During the past fortnight, metal prices experienced notable increases due to the declining value of the dollar, which hit a 15-month low, coinciding with a series of disappointing U.S. inflation readings. The underwhelming data also led to growing speculation that the Federal Reserve was nearing the conclusion of its rate hike cycle for the year.
However, the upward momentum of gold was somewhat curtailed by indications of resilience in the U.S. economy, which consequently dampened the demand for the safe-haven appeal of the precious metal. After reaching the $1,960 an ounce mark last week, gold prices have largely stagnated.
By 22:33 ET (02:33 GMT), spot gold had fallen by 0.2% to $1,951.51 per ounce, while gold futures dropped by 0.5% to $1,955.45 per ounce. Both instruments enjoyed a 1.6% surge over the past week.
Meanwhile, copper prices took a hit as China, the world’s leading copper importer, reported a substantial slowdown in economic growth during the second quarter. Copper futures slid by 0.7% to $3.9068 per pound after rallying nearly 4% in the previous week.
Government data unveiled on Monday revealed that China’s gross domestic product (GDP) barely expanded from the first quarter and fell short of expectations when compared to the same period last year. The country’s real estate sector, a key driver of copper demand, continued to grapple with weak sales and sluggish activity. Additionally, manufacturing activity remained in contraction over the past three months, raising concerns about the steady demand for copper amidst China’s decelerating growth.

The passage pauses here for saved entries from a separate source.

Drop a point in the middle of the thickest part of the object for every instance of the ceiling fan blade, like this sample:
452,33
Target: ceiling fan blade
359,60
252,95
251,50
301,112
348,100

Other economic indicators showed that Chinese industrial production witnessed slightly stronger growth than anticipated in June, while retail sales experienced a significant slowdown.
Despite these circumstances, trade data released last week indicated that Chinese copper imports remained robust in June, although this was partly attributed to manufacturers building up inventory due to weak spot copper prices.
In the backdrop of these developments, market focus remains on the upcoming late-July meeting of the Federal Reserve, where a rate hike is widely expected. However, there are growing expectations for an extended pause in the central bank’s rate hike cycle, considering the subdued inflation readings from the previous week.
Nevertheless, uncertainty persists as core U.S. inflation remains elevated, leaving markets unsure about whether the central bank will signal a pause. Federal Reserve officials have also provided mixed signals regarding future rate hikes.
The prospect of rising interest rates poses challenges for metal markets as it increases the opportunity cost of holding non-yielding assets. Nonetheless, the recent depreciation of the dollar has been highly advantageous for metal prices.